Activation of MKP1 and c-Fos by C. albicans and S. cerevisiae and Epithelial Responses to Fungal Cell Wall Components (A–D) (A and B) Phosphorylation of MKP1 and IκBα after 2 hr or (C and D) activation of c-Jun and c-Fos DNA binding activity after 30 min and 3 hr of infection, respectively, with either C. albicans or S. cerevisiae or treatment with 2 μg/ml C. albicans chitin, 50 μg/ml C. albicans N- and O- mannan, or 100 μg/ml β-glucan microspheres (individually or in combination) for the same time periods. Only C. albicans activates MKP1 and c-Fos. (C and D) Data are ± SEM. (E) Moiety-induced cytokine production after 24 hr as measured by multiplex microbead assay. (F) Moiety-induced damage as measured by LDH release after 24 hr.

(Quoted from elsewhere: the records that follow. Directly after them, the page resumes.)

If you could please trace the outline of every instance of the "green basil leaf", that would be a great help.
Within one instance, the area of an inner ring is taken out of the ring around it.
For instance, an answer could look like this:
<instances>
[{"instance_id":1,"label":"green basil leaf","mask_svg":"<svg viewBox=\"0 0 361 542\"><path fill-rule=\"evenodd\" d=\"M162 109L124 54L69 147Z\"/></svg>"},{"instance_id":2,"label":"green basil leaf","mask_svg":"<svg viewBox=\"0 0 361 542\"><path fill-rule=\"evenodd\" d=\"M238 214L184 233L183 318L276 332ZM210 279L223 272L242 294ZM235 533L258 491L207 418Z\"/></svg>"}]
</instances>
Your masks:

Doses for (B)–(D) were the same as those for (A). All experiments are (A and B) representative of or (C–E) the mean of at least three independent experiments. An MOI of 10 was used for both species. ^∗p < 0.05; ^∗∗p < 0.01. See also Figure S4.

Figure 6

Activation of the Biphasic MAPK Response May Be Required for Colonization in a Murine Model (A and B) (A) Immunoblot analysis of MKP1 phosphorylation and (B) changes in transcription factor binding activity after infection with C. albicans SC5314 (noncolonizing) and 529L (colonizing). (C) Morphology of C. albicans strains on epithelial cells after 30 min, 2 hr, and 24 hr. (D) Secretion of cytokines after infection with C. albicans 529L and SC5314 for 24 hr. An MOI of 10 was used for (A) and (B) and an MOI of 0.01 for (D) and (E). Data are (A and C) representative of three independent experiments or (B, D, and E) mean of three independent experiments ± SEM.

Figure 7

Expression of c-Fos and MKP1 in Oral Epithelium (A–C) (A) Resting expression of c-Fos and MKP1 in oral RHE. Upregulation of c-Fos and MKP1 expression is associated with contact with Candida hyphae at (B) the surface after 4 hr and (C) throughout the epithelial layer when hyphae penetrate and invade at 24 hr (dark-brown staining). (D) Resting expression levels of c-Fos and MKP1 in control biopsies of human oral epithelium. (E and F) Increased expression of both c-Fos and MKP1 in two different oral biopsies with Candida infection (E, left, and F, top; dark-brown staining). Insets in (E) and (F) show an enlarged view of the region of Candida infection in each respective biopsy.